BEDFORD NEWS IN BRIEF

  • Motorman Harry Cook left this week for Perry, Me., where he will spend his annual vacation.
  • Mr. and Mrs. A. E. Walker and son Floyd motored to Provincetown on Thursday and returned Saturday.
  • Mrs. Emory Walker returned Saturday after an extended vacation spent with relatives at Palmer.
  • George Hart, Gavin Taylor, John W. Flood, and Andrew Hartwell spent Tuesday smelt fishing at Stony Beach, Nantasket.
  • Misses Jesse McGregor and Alice Knowlton of Boston were guests for a few days of the week at the home of Mr. and Mrs. Oliver Trees, Randell Rd.
  • Miss Concettina Albani spent the weekend with relatives and friends in Wakefield.
  • Private Henry Clare Isnor has been reported deaf from the explosion of a big gun.
  • 2nd Lieut. Samuel Loomis, who is stationed at Fort Strong, was a recent visitor in town.
  • Gerald Munroe, the American express agent here, is suffering from an attack of Spanish influenza.
  •  Private Francis J. Kelley, of the State college in Kingston, R. I., was the guest of relatives on Concord Rd. Sunday.
  • The board of registrars met in the town hall Friday to assist the men in the recent draft in filling out their questionnaires.
  • A number here attended the home garden exhibit of the Lexington school children in the Lexington town hall Saturday afternoon.

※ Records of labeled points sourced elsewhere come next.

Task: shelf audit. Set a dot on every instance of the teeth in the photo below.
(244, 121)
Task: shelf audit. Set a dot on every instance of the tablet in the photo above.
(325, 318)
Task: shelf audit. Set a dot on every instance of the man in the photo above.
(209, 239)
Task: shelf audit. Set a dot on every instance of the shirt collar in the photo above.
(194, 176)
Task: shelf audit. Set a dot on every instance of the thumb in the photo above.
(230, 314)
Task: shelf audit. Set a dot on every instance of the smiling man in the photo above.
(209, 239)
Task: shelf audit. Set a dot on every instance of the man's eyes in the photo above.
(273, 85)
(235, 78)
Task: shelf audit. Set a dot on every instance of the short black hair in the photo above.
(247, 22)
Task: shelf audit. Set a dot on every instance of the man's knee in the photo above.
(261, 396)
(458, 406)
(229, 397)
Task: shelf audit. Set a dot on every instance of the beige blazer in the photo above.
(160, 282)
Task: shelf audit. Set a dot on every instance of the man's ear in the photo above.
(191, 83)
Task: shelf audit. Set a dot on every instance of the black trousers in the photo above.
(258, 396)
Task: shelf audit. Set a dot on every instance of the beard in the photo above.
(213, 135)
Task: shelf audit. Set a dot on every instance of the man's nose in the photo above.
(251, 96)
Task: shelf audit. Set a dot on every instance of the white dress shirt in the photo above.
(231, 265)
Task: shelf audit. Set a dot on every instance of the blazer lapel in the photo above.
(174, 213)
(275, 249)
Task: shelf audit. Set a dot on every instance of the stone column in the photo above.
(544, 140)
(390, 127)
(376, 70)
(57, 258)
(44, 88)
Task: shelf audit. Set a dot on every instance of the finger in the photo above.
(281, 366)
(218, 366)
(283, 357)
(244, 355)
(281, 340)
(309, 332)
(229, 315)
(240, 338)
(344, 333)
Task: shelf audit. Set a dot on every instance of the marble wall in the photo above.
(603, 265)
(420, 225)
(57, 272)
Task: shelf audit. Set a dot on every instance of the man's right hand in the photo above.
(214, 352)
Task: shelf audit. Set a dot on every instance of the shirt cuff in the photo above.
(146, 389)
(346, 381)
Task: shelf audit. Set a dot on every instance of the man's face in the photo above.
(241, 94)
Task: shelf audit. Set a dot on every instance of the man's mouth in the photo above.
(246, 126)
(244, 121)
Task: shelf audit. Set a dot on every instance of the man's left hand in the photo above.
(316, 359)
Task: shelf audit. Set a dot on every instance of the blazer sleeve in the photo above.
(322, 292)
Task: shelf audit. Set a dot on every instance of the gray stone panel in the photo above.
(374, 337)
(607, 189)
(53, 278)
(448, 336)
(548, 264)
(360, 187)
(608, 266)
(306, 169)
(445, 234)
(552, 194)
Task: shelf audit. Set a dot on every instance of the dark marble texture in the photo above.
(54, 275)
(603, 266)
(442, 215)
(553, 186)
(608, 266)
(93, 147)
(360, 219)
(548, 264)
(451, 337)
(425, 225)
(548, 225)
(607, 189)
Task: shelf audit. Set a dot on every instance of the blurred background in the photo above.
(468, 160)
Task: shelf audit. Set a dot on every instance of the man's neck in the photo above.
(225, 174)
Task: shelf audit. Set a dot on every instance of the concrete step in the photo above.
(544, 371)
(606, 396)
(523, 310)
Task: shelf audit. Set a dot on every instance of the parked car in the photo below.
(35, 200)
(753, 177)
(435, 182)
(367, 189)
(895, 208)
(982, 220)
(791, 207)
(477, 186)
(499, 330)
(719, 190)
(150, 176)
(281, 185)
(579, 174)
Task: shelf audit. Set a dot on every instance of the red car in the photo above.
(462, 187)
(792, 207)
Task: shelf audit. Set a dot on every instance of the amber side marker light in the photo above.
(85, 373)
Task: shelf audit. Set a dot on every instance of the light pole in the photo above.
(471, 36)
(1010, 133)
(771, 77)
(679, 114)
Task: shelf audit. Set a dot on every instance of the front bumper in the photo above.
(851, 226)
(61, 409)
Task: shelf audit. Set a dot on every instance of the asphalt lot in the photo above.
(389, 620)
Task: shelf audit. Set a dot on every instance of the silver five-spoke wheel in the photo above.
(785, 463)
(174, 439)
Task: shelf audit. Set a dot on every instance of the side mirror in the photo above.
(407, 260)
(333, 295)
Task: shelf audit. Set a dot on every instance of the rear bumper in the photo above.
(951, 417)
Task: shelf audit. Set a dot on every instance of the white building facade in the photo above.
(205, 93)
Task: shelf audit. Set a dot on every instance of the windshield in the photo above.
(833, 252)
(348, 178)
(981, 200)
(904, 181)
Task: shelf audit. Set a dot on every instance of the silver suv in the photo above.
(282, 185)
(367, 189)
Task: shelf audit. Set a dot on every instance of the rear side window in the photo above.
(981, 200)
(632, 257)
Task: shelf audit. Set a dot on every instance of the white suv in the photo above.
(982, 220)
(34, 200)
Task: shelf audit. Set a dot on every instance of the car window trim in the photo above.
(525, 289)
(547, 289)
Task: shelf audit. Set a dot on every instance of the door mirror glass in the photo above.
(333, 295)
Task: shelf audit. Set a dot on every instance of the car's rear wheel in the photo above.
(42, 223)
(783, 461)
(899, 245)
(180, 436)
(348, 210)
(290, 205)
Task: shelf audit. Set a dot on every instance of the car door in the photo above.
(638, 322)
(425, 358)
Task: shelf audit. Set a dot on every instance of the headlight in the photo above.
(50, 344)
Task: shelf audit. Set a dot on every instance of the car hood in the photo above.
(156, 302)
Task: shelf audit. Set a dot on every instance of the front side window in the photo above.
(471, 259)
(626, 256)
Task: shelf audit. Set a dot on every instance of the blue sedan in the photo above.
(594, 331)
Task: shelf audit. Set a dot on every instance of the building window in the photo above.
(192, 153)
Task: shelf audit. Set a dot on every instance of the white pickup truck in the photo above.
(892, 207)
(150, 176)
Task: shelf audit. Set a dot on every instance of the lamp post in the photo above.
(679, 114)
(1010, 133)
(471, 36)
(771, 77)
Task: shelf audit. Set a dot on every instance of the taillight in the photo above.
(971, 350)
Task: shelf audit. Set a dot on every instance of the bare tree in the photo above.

  • The greater part of the townspeople attended the reception tendered to the new principal of the Bedford grammar school and his wife, Mr. and Mrs. Brown, which was held under the auspices of the Parent-Teachers’ association in the Assembly hall of the schoolhouse Thursday evening.
  • One Charlestown man is thankful for the present Harvest Moon. Joseph E. Donovan, who is going to have to stay away from his winter home late into the fall to harvest crops on his farm in Bedford. “Joe” is working nights just now getting in his squashes.